XHTML5 in a nutshell

July 25th, 2010 by Sergey Mavrody

The WHATWG Wiki portal has a nice section describing HTML vs. XHTML differences, as well as specifics of a polyglot HTML document that also would be able to serve HTML5 document as valid XML document. I'd like to review what it takes to transform an HTML5 polyglot document into a valid XHTML5 document: it appears, finally the 'XHTML5' has become an official name.

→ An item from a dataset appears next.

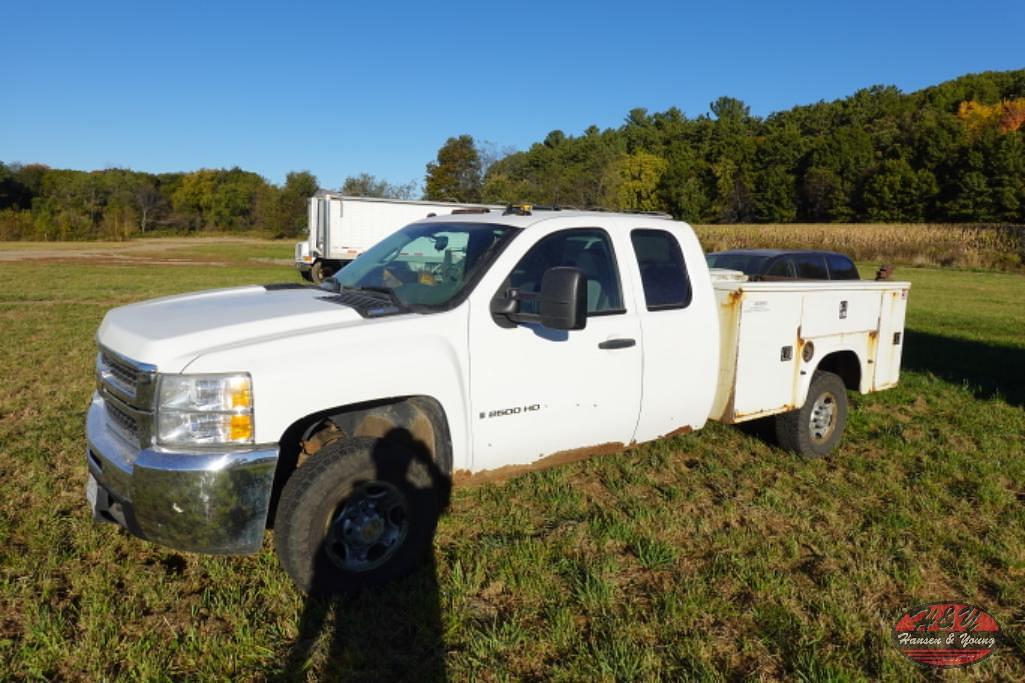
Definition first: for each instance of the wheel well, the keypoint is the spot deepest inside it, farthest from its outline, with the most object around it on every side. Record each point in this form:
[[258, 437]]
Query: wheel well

The W3C first public working draft of "Polyglot Markup" recommendation describes polyglot HTML document as a document that conforms to both the HTML and XHTML syntax by using a common subset of both the HTML and XHTML and in a nutshell the HTML5 polyglot document is:

Polyglot document could serve as either HTML or XHTML, depending on browser support and MIME type. A polyglot HTML5 code essentially becomes XHTML5 document if it is served with the XML MIME type application/xhtml+xml . In a nutshell the XHTML5 document is: Finally, the basic XHTML5 document would look like this:
<!DOCTYPE html>
<html xmlns="http://www.w3.org/1999/xhtml">
<head>
<title></title>
<meta charset="UTF-8" />

</head>

<body>
<svg xmlns="http://www.w3.org/2000/svg">
<rect stroke="black" fill="blue" x="45px" y="45px" width="200px" height="100px" stroke-width="2" />
</svg>
</body>
</html>

The XML declaration <?xml version=”1.0” encoding=”UTF-8”?> is not required if the default UTF-8 encoding is used: an XHTML5 validator would not mind if it is omitted. However it is strongly recommended to configure the encoding using server HTTP Content-Type header, otherwise this character encoding could be included in the document as part of a meta tag <meta charset="UTF-8" />. This encoding declaration would be needed for a polyglot document so that it will be treated as UTF-8 if served as either HTML or XHTML.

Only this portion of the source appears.